Sílvio Bernardes
Era comum naqueles tempos passados, quando a gente era criança pequena lá em Sant’Anna do São João Acima, mandar o povo “pra aquele lugar” (?). Este lugar poderia ser para muito longe “onde o Judas perdeu as botas” ou para os “cafundós do Judas”, que poderias ser o correspondente ao “onde o vento faz a curva”. Mas, também, poderia ser um lugar logo ali quando nos solicitavam, sem meias palavras (sic): “vá catar coquinho” ou “vá ver se eu tô na esquina”. Geralmente não eram os meninos que mandavam para esses lugares misteriosos, mas os adultos, com o saco cheio desses pirralhos, que brotavam feito cogumelo.
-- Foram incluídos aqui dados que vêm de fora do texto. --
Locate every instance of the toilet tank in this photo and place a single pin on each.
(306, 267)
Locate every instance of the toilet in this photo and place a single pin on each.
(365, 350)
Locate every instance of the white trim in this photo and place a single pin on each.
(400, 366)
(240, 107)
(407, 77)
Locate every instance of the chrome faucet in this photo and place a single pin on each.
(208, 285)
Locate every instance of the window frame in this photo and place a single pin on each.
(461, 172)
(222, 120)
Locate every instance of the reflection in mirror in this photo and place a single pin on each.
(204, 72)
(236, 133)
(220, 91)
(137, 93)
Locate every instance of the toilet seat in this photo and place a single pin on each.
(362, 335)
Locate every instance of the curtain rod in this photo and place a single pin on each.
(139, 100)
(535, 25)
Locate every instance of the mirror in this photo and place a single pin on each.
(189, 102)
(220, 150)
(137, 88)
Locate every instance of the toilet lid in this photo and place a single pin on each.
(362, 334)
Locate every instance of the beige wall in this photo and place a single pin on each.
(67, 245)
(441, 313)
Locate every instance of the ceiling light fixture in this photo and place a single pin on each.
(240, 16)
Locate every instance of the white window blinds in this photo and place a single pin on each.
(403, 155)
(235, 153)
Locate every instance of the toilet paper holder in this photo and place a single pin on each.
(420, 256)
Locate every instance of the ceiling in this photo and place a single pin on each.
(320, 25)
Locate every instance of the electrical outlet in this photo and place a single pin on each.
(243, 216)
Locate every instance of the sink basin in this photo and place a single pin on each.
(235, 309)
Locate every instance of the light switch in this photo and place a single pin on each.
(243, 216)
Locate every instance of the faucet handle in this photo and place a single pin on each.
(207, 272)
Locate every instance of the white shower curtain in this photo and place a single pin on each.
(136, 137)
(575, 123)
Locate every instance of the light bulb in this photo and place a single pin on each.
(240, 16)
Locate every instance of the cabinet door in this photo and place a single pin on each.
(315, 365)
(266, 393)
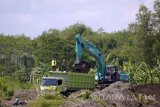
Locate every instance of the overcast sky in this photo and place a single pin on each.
(32, 17)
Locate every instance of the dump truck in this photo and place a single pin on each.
(67, 81)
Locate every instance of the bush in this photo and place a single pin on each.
(47, 103)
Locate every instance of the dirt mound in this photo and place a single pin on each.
(151, 89)
(28, 95)
(118, 94)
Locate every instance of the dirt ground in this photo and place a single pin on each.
(28, 95)
(120, 94)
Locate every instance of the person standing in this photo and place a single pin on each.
(54, 64)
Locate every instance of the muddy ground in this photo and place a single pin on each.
(118, 94)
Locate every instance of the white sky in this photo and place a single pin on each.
(32, 17)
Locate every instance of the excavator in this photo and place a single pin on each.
(104, 74)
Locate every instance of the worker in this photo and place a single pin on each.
(54, 64)
(63, 65)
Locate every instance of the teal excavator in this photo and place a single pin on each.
(104, 74)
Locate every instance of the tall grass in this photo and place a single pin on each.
(143, 73)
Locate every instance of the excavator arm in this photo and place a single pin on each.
(93, 51)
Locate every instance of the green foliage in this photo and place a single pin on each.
(6, 89)
(47, 103)
(143, 73)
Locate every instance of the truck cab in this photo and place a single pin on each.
(50, 84)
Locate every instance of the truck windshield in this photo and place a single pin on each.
(49, 82)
Não sei vocês, mas sempre quando minha mãe falava isso eu me lembrava lá da esquina perto da praça da matriz, de uma lanchonete que a gente conhecia como “Quinota”, onde um dia eu experimentei o melhor bolo de fubá da minha vida. “Vá ver se eu tô na esquina!”. Meu pensamento me levava lá para a lanchonete da Quinota, com todas as suas gostosuras.
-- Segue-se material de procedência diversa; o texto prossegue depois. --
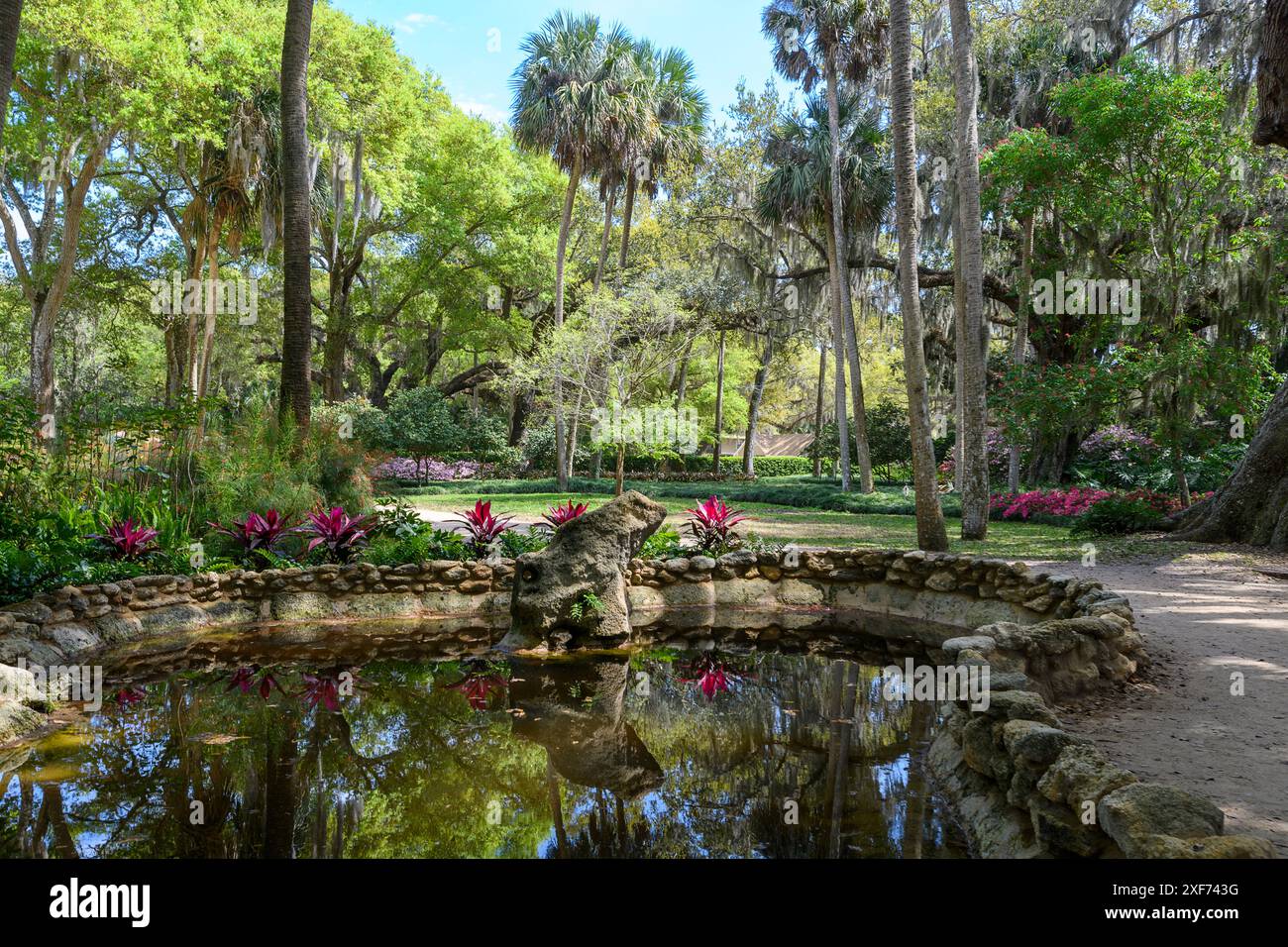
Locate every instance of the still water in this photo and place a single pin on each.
(344, 744)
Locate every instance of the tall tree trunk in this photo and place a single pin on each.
(719, 434)
(296, 292)
(758, 393)
(838, 292)
(931, 534)
(818, 407)
(627, 213)
(1020, 347)
(561, 257)
(609, 205)
(1273, 77)
(969, 215)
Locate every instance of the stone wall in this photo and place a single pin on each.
(1021, 785)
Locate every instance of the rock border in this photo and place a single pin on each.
(1021, 787)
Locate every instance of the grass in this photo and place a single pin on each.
(819, 527)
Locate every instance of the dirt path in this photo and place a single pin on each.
(1205, 621)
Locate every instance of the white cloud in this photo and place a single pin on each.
(415, 21)
(483, 111)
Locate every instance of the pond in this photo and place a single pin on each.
(351, 742)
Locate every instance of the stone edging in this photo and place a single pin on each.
(1021, 787)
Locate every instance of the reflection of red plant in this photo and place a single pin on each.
(244, 680)
(480, 688)
(322, 688)
(558, 515)
(482, 526)
(129, 696)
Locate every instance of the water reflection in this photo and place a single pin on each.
(257, 746)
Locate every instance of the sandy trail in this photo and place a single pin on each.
(1203, 621)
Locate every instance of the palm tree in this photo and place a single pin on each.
(574, 99)
(675, 132)
(974, 458)
(799, 189)
(931, 534)
(296, 296)
(825, 40)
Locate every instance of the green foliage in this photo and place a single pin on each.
(1116, 517)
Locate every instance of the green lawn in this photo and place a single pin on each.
(827, 527)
Não era nada legal quando os adultos nos mandavam “para os quintos do zinferno” ou “para os raios que os parta”. Havia, de vez em quando, suavidade nos xingamentos ou na vontade de se livrarem daquela gentinha inoportuna e inconveniente – aborrecida, purgante, intolerável. “Vá pentear macaco”, “vá amolar o boi”, “vai caçar sua turma”, “vá caçar um pau pr’ocê subir”, “vá cagar no mato”. O povo era esquisito e os mais velhos não tinham muita paciência com menino aborrecido “empaiando” eles. “Ô menino enjoado! O que eu fiz pra merecer, meu Deus?”. “Sai pra lá, purgante salamargo!”. A molecada se entendia bem – às vezes não – e para se vingar dos adultos impacientes, inventava uma porção de coisas para aborrecer ainda mais o povo mais velho. Era algo como apelidos – muitos dos quais os adultos não sabiam, uma vez que nenhum dos moleques passava recibo dessa insubordinação escancarada. Mas, à boca pequena, o adulto que não gostava que jogasse bola em frente à sua casa ou que implicava com a bicicleta e a patinete no seu passeio, era tratado com as piores ofensas deste mundo: oreia de abano, bunda seca, grilo falante, chita do Tarzã, bambu vestido, pudim de cana, beiço de beirada de pote, jacaré de quatro oio, macarrão da santa casa, porquinho xereta… E, nas mais das vezes, a molecada armava alguma para pegar o infeliz e o jogá-lo numa esparrela que o envergonhasse até a terceira geração. Amarrava um cadarço do sapato no outro enquanto o coitado rezava genuflexo na igreja. Trocava o número da sua casa com o do vizinho. Passava trote por telefone, “fazendo hora com a cara do freguês”. Pegava-o na brincadeira da cobra no escuro (feita com espada-de-São Jorge) ou em armadilhas nos atalhos dos caminhos – para isso, a meninada fazia buracos por onde o dito cujo ia passar, enchia de bosta e cobria com folhas e gravetos. Abria as gaiolas dos passarinhos no seu quintal. Soltava bombinhas no alpendre de sua casa. E inventava mil e uma peripécias para desforra contra aquele inimigo número um. A quem sempre se referiam pelo apelido nada carinhoso ou por adjetivos pejorativos: o maldito, o tinhoso, o cão, o babão, o boboca, o feioso, o fii da égua, o lazarento, o peidorreiro, o catarrento.